Re: Changing the state of data checksums in a running cluster - Mailing list pgsql-hackers

From Daniel Gustafsson
Subject Re: Changing the state of data checksums in a running cluster
Date
Msg-id 4020B0AE-6286-462F-BD50-3AAD170F08C9@yesql.se
Whole thread Raw
In response to Re: Changing the state of data checksums in a running cluster  (Heikki Linnakangas <hlinnaka@iki.fi>)
List pgsql-hackers
> On 28 Mar 2026, at 00:30, Heikki Linnakangas <hlinnaka@iki.fi> wrote:

> +1 for committing 0001 right away.

Thanks for confirming, I'll do that early next week.

> Some leftover stuff remains, related to the change that it no longer rebuilds the list of databases:

Thanks for the re-review.  I've been staring at this for so long that it's
blinding..

>> + * The DataChecksumsWorker will compile a list of all databases at the start,
>> + * and once all are processed will regenerate the list and start over
>> + * processing any new entries. Once there are no new entries on the list,
>> + * processing will end.  The regenerated list is required since databases can
>> + * be created concurrently with data checksum processing, using a template
>> + * database which has yet to be processed. All databases MUST BE successfully
>> + * processed in order for data checksums to be enabled, the only exception are
>> + * databases which are dropped before having been processed.
>
> and here:

Fixed.

>> +/*
>> + * Test to remove an entry from the Databaselist to force re-processing since
>> + * not all databases could be processed in the first iteration of the loop.
>> + */
>> +void
>> +dc_dblist(const char *name, const void *private_data, void *arg)
>
> The above talks about re-processing, but that doesn't happen anymore. I suspect the test that uses this is now
obsoleteor broken. 

This was quite obsolete and removed.

>> + * Check if this database has been processed already, and if so
>> + * whether it should be retried or skipped.
>> + */
>> + entry = (DataChecksumsWorkerResultEntry *) hash_search(ProcessedDatabases, &db->dboid,
>> +   HASH_FIND, NULL);
>> +
>
> I guess this works, but wouldn't it be simpler to remove entries from DatabaseList when they're successfully
processed?

This did indeed suffer badly from leftover-itis from the previous
re-processing, and as I tried to refactor it I came to the conclusion that we
might as well do away with the retry logic entirely.  The RETRYDB state would
only be triggered by the background worker failing to start, and without any
prompting to the user to reconfigure we'd just run through the retries and fail
eventually anyways.  The attached retains just the core part of the loop with a
greatly simplified logic as a result.  Improving on that can be revisited in
future cycles in case this goes in, better to get a solid foundation first.

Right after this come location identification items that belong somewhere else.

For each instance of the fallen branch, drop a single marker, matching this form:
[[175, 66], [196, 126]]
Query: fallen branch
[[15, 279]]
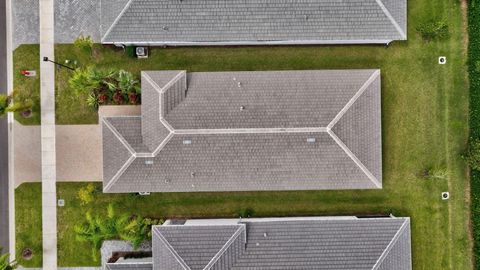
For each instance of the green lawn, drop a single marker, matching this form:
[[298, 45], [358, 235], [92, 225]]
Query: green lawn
[[424, 118]]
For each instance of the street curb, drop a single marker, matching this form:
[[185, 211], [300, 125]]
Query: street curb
[[11, 184]]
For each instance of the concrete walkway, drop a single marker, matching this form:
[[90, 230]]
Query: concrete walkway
[[78, 149], [47, 102]]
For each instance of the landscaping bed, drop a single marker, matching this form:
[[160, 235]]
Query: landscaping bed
[[424, 123]]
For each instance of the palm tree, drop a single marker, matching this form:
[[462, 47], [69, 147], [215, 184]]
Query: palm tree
[[97, 229], [5, 264]]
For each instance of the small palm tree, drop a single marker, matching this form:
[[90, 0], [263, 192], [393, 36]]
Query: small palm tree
[[97, 229], [5, 264]]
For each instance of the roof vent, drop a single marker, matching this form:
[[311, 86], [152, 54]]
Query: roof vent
[[149, 162], [442, 60]]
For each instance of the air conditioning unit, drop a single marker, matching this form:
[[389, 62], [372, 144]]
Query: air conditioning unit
[[141, 52]]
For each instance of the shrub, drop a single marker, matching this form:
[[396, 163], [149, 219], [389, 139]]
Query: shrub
[[5, 264], [86, 194], [435, 173], [107, 87], [17, 102], [97, 229], [433, 30]]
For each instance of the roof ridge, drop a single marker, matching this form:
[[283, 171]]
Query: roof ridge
[[391, 18], [247, 130], [355, 159], [177, 77], [119, 136], [116, 20], [355, 97], [171, 249], [225, 247], [391, 244], [127, 146], [160, 92]]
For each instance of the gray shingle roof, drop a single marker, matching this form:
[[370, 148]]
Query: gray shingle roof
[[207, 22], [325, 243], [233, 131]]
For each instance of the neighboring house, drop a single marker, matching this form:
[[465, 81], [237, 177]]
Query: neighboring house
[[239, 131], [252, 22], [279, 243]]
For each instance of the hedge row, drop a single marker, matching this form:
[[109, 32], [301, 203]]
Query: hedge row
[[474, 75]]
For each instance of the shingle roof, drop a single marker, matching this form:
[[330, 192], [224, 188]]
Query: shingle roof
[[210, 22], [232, 131], [288, 243]]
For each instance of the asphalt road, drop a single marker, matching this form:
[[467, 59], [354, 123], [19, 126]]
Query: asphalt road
[[3, 135]]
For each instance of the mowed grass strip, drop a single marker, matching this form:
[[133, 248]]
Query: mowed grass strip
[[424, 122]]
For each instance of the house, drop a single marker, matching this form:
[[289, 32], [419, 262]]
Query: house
[[279, 243], [252, 22], [246, 131]]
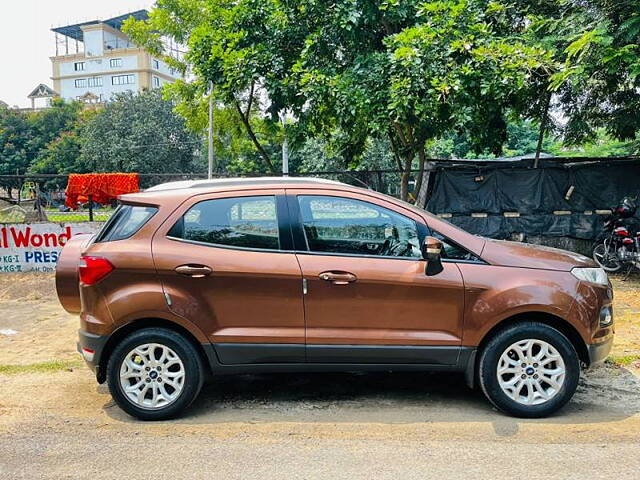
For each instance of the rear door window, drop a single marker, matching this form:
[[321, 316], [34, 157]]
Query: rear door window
[[125, 221], [246, 222]]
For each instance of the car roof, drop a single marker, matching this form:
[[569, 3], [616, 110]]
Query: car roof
[[245, 182]]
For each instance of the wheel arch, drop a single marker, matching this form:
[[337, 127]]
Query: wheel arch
[[559, 323], [116, 337]]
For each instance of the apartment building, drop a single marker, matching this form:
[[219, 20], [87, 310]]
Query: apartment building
[[95, 59]]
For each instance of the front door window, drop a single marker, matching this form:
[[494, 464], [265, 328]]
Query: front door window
[[337, 225]]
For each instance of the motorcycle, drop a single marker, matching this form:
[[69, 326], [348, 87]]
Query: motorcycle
[[619, 244]]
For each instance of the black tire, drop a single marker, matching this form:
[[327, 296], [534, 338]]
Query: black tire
[[490, 356], [183, 348]]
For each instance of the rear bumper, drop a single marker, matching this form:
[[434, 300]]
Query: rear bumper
[[91, 346], [598, 352]]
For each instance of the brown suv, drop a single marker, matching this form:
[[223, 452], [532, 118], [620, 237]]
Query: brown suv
[[293, 275]]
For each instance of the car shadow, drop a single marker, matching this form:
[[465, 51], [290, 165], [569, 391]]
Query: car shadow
[[604, 395]]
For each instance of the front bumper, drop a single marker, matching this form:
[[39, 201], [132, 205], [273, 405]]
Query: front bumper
[[598, 352], [91, 346]]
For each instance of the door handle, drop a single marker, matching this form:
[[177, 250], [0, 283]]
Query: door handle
[[338, 278], [195, 271]]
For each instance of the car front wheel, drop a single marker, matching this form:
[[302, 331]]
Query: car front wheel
[[529, 370], [154, 374]]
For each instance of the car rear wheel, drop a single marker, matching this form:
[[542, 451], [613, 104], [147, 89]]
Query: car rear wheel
[[154, 374], [529, 370]]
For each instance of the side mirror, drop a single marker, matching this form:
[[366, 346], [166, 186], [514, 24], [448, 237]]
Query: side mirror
[[431, 250]]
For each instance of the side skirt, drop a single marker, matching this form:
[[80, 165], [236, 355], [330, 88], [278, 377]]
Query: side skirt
[[272, 358]]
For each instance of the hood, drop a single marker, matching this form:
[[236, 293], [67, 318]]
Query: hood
[[524, 255]]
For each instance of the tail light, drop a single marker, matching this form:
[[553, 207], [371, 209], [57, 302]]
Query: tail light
[[93, 269]]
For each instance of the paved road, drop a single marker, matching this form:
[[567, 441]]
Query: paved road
[[396, 426]]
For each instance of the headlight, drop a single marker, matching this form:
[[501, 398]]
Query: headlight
[[592, 275]]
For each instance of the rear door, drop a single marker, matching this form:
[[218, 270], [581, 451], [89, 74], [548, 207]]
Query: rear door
[[367, 298], [226, 264]]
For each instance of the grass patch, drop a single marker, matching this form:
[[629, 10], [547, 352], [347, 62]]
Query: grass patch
[[623, 360], [42, 367]]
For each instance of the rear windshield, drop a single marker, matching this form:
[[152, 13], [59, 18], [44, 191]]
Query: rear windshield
[[125, 221]]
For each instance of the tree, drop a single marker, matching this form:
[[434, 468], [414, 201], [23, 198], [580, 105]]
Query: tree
[[596, 45], [243, 49], [15, 138], [353, 69], [138, 133]]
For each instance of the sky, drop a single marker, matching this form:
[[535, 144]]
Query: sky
[[27, 42]]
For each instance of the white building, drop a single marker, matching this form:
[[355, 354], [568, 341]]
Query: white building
[[96, 59]]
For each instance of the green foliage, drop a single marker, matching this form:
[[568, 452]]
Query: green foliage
[[354, 70], [138, 133], [597, 83]]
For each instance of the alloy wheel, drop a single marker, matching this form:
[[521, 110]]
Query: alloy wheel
[[152, 376], [531, 372]]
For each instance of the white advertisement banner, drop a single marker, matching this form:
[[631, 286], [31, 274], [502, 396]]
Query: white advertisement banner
[[35, 247]]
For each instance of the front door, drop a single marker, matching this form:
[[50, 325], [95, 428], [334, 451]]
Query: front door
[[367, 298], [225, 263]]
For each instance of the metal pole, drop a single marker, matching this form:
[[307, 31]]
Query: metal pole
[[285, 150], [210, 150]]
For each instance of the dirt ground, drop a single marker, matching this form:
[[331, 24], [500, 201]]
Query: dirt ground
[[56, 422]]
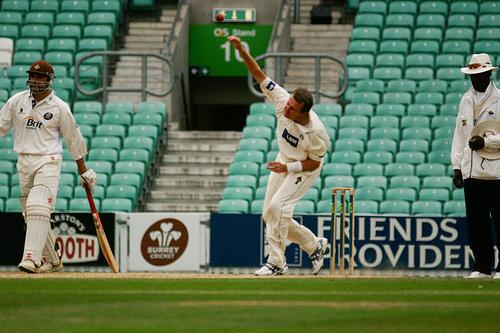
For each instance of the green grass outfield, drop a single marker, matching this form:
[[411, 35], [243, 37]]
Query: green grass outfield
[[103, 302]]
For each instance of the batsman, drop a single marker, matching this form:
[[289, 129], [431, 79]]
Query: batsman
[[40, 120], [303, 143]]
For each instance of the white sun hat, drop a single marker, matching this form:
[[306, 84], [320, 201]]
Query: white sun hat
[[485, 129], [479, 63]]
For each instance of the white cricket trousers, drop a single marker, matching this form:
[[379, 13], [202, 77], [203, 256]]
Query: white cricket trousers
[[283, 192], [38, 170]]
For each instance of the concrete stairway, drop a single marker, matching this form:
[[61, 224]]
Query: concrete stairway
[[144, 35], [330, 38], [193, 171]]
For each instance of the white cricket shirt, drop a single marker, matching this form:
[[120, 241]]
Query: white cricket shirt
[[296, 142], [38, 130]]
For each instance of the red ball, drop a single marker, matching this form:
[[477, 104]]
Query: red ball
[[219, 17]]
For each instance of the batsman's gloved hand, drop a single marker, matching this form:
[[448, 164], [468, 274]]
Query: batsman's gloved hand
[[89, 177], [457, 179], [476, 142]]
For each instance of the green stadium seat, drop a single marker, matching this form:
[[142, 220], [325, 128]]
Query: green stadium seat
[[405, 182], [405, 194], [112, 6], [257, 108], [397, 33], [105, 18], [413, 157], [394, 207], [390, 60], [438, 182], [387, 73], [373, 7], [462, 47], [428, 33], [414, 145], [407, 86], [350, 157], [435, 98], [434, 194], [490, 33], [328, 109], [233, 206], [20, 6], [35, 31], [14, 18], [357, 109], [462, 20], [71, 18], [44, 18], [244, 168], [418, 73], [336, 169], [363, 46], [459, 33], [454, 208], [390, 110], [414, 121], [103, 154], [369, 20], [9, 31], [381, 145], [339, 181], [428, 110], [464, 7], [82, 6], [366, 33], [99, 31], [400, 20], [117, 205], [426, 47], [257, 206], [370, 85]]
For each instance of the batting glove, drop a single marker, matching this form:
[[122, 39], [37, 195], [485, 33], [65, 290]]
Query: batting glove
[[476, 142], [89, 177]]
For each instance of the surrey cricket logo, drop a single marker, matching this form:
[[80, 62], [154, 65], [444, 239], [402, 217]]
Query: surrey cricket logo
[[164, 242]]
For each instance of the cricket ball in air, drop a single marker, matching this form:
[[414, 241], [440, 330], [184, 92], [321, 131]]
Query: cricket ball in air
[[219, 17]]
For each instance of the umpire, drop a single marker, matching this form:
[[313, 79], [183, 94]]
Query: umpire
[[475, 156]]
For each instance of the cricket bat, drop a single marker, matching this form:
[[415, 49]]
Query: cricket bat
[[103, 240]]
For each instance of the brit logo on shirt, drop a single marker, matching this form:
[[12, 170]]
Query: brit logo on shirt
[[270, 86]]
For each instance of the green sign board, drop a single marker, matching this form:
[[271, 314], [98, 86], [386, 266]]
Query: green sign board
[[211, 54]]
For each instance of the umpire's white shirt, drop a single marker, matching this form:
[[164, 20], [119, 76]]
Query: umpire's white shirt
[[296, 142], [463, 158], [38, 130]]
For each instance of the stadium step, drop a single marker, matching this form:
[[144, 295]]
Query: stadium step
[[193, 171]]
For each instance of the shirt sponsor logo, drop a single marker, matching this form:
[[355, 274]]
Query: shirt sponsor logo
[[293, 141], [270, 86], [31, 123]]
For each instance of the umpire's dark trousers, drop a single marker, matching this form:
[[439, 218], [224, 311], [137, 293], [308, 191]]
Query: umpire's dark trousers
[[482, 203]]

>> + errcode(ERRCODE_INVALID_PARAMETER_VALUE),
>> + errmsg("create database strategy \"%s\" not allowed when data checksums are being enabled",
>> +   strategy));
>> dbstrategy = CREATEDB_FILE_COPY;
>> + }
>> else
>> ereport(ERROR,
>> (errcode(ERRCODE_INVALID_PARAMETER_VALUE),
>
> Is this enough? Is it possible that you start CREATE DATABASE in file_copy mode, and while it's already running but
hasn'tcopied everything yet, you turn checksums on? 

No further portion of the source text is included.